The "Cold" tie-in is simple to design and install. With only a few exceptions you can handle
them the same as you would for any new piping. The exceptions include:
Make a proper survey of the condition of the existing pipe material. Is it too corroded to
join the new pipe to?
The existing line can be shut down but can the environment around the existing pipe be
made safe for any required welding?
The "Hot-Tap" tie-in is more complicated. There are many, many questions and issues that
need to be resolved. These include:
Will the tie-in be a plain tie-in or a more complex "Stopple" tie-in?
Will this be a single tie-in point or a multiple tie-in point?
Will the tie-in be made with a "split-Tee" branch or an "O-Let" branch?
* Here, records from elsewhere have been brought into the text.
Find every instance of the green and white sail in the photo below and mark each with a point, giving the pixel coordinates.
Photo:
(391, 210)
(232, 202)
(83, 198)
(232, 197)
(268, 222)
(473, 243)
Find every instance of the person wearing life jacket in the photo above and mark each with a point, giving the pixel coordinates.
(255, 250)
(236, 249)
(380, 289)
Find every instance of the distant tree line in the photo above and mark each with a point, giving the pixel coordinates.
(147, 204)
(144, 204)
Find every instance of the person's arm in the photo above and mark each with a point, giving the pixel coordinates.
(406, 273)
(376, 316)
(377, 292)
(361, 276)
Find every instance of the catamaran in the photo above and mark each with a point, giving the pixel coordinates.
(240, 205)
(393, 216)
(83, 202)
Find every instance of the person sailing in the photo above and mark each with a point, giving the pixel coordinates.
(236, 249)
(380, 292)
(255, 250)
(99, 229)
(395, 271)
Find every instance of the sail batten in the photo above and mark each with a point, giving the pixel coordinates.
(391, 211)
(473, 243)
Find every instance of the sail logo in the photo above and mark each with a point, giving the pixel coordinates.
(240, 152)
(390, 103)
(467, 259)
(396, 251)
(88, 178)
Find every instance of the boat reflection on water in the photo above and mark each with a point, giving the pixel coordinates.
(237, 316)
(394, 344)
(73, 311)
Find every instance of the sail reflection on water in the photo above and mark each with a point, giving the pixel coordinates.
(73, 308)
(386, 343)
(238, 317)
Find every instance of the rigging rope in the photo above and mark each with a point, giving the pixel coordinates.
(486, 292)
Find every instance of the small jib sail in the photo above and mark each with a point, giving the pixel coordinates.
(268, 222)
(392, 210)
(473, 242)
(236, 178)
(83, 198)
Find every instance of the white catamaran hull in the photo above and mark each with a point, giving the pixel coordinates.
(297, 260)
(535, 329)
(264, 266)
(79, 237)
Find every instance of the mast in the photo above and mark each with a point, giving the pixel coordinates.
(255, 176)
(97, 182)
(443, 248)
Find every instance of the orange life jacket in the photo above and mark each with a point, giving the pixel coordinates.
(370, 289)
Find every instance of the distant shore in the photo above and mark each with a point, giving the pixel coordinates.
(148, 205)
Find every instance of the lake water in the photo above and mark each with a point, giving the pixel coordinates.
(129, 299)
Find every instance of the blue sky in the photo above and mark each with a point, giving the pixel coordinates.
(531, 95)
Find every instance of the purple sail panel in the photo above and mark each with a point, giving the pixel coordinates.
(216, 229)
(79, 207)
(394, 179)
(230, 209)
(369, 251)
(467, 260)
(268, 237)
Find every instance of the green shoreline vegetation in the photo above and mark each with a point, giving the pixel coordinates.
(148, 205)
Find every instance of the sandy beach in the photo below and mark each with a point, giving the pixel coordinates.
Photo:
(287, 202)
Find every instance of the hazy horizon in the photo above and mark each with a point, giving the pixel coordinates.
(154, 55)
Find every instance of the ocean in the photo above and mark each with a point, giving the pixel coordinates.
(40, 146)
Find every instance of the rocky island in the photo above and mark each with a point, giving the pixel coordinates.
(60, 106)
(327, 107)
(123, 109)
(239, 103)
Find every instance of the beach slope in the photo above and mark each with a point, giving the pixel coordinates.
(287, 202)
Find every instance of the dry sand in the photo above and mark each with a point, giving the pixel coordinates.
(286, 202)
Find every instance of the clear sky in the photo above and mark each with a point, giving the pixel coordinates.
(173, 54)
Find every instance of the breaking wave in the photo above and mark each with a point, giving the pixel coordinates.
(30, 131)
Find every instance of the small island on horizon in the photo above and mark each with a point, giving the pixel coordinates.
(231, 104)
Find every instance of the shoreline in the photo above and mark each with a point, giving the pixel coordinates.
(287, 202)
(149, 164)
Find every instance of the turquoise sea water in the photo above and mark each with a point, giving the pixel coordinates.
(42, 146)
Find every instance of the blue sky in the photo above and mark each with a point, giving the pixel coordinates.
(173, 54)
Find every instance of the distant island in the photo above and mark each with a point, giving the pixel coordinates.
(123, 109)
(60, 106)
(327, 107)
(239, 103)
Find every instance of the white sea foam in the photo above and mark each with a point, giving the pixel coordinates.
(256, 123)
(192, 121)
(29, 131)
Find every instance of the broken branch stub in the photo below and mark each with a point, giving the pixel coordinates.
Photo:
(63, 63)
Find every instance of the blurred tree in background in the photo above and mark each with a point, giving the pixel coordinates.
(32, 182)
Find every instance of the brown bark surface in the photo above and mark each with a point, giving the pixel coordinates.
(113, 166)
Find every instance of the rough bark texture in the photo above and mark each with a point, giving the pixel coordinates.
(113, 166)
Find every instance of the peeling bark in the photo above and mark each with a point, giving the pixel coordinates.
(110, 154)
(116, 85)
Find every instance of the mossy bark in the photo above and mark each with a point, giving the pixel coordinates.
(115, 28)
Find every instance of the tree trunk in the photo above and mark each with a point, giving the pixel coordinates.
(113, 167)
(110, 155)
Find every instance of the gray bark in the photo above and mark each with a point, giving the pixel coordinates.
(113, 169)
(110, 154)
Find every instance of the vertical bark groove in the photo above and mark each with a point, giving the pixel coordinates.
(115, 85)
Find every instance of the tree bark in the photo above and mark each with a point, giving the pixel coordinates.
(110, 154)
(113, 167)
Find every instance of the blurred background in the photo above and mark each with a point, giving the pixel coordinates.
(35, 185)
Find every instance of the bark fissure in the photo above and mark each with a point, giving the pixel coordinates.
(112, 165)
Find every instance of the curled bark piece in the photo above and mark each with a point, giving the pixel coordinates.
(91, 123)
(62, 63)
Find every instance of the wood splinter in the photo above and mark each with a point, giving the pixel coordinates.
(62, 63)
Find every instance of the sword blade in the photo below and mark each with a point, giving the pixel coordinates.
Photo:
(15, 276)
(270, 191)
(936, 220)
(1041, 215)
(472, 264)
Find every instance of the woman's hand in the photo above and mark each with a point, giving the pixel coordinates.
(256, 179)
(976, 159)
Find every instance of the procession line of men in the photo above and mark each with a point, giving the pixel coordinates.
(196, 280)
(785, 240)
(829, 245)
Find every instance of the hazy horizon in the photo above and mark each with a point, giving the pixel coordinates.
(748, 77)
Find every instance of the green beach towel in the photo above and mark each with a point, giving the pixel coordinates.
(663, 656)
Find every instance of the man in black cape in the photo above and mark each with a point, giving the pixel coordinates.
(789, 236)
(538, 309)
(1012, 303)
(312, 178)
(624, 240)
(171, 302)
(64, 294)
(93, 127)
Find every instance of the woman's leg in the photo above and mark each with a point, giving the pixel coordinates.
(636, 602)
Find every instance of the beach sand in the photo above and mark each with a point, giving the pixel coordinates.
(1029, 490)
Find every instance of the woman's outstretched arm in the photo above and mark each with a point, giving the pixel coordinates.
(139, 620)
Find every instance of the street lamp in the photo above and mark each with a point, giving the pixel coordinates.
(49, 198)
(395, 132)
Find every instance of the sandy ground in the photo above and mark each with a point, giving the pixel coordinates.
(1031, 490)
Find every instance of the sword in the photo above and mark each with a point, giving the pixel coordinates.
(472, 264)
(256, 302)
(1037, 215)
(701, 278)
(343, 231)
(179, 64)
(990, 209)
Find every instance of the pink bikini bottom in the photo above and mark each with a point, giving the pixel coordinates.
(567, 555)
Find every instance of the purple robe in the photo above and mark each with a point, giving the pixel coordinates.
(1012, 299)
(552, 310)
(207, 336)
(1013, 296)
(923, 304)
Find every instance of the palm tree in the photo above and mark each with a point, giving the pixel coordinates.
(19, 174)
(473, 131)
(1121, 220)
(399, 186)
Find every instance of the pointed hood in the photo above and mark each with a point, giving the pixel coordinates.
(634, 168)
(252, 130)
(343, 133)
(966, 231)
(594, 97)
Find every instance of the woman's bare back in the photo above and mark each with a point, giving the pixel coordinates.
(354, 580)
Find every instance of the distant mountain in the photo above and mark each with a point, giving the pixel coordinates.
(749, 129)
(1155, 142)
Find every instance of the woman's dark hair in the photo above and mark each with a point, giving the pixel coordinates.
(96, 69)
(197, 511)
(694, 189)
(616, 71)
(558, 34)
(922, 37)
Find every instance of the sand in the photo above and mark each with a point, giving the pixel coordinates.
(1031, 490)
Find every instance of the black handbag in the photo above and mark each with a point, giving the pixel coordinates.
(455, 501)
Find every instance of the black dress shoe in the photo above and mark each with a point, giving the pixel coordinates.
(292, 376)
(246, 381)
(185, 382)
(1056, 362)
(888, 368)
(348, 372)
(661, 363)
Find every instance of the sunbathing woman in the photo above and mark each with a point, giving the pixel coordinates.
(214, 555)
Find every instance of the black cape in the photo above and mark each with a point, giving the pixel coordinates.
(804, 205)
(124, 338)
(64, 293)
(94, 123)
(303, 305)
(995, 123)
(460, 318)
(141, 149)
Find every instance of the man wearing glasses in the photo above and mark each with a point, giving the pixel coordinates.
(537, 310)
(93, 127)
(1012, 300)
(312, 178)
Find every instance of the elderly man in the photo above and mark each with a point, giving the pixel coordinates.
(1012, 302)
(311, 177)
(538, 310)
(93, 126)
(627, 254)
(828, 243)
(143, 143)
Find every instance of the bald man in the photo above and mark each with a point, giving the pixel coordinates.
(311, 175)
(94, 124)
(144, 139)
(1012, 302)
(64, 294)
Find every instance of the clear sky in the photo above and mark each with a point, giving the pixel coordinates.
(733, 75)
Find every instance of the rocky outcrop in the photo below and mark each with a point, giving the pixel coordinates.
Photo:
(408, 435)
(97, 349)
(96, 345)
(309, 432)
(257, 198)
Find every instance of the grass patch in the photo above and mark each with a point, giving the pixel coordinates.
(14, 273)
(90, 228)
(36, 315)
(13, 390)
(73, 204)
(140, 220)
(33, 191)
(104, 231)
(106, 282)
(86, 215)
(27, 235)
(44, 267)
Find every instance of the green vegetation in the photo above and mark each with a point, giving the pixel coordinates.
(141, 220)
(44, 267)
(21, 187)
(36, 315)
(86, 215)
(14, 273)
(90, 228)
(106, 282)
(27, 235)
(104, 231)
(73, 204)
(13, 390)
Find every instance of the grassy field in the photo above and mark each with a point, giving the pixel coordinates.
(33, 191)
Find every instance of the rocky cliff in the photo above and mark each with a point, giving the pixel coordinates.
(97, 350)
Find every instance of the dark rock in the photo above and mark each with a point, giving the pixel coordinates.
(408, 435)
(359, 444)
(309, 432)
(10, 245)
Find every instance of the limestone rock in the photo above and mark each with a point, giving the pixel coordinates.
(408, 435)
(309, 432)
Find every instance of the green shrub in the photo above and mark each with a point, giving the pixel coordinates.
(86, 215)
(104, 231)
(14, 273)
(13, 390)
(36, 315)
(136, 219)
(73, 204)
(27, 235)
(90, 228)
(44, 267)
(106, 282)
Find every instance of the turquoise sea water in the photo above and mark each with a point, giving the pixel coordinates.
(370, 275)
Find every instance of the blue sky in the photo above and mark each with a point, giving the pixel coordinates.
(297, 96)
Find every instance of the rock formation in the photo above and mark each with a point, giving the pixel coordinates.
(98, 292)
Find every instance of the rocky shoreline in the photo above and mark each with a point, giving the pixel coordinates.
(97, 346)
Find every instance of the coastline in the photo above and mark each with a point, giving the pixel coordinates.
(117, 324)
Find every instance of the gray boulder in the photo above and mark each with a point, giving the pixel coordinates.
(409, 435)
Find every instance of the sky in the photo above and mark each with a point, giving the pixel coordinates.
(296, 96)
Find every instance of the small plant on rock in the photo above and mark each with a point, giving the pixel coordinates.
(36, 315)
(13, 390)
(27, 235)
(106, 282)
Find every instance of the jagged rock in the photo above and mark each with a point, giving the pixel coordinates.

Is there proper space available for the piping fittings and the valve?
Is there proper space for the Hot-Tap machine and the Hot-Tap operators?
What is the commodity? Is this commodity safe for doing a Hot-Tap?
What is the operating pressure? Can the Hot-Tap machinery handle this pressure safely?
What is the operating temperature? Can the Hot-Tap machinery handle this temperature
safely?
Can flow be maintained (required for cooling) during the cutting part of the Hot-Tap
process?
What is downstream (direction of flow) of the Hot-Tap that might be damaged by the
cuttings from the Hot-Tap process?
Has there been proper consultation with one or more "Hot-Tap" Specialty Contractors?
Issues for all tie-ins:
Has Process Engineering reviewed and approved the location and type of tie-in?
Has Plant Operations reviewed and approved the location and type of tie-in?
Has the Installation Constructor reviewed and approved the location and type of tie-in?
Has the tie-in location been tagged for easy and proper identification?
Have the proper drawings been prepared and checked?
Has the proper material been ordered?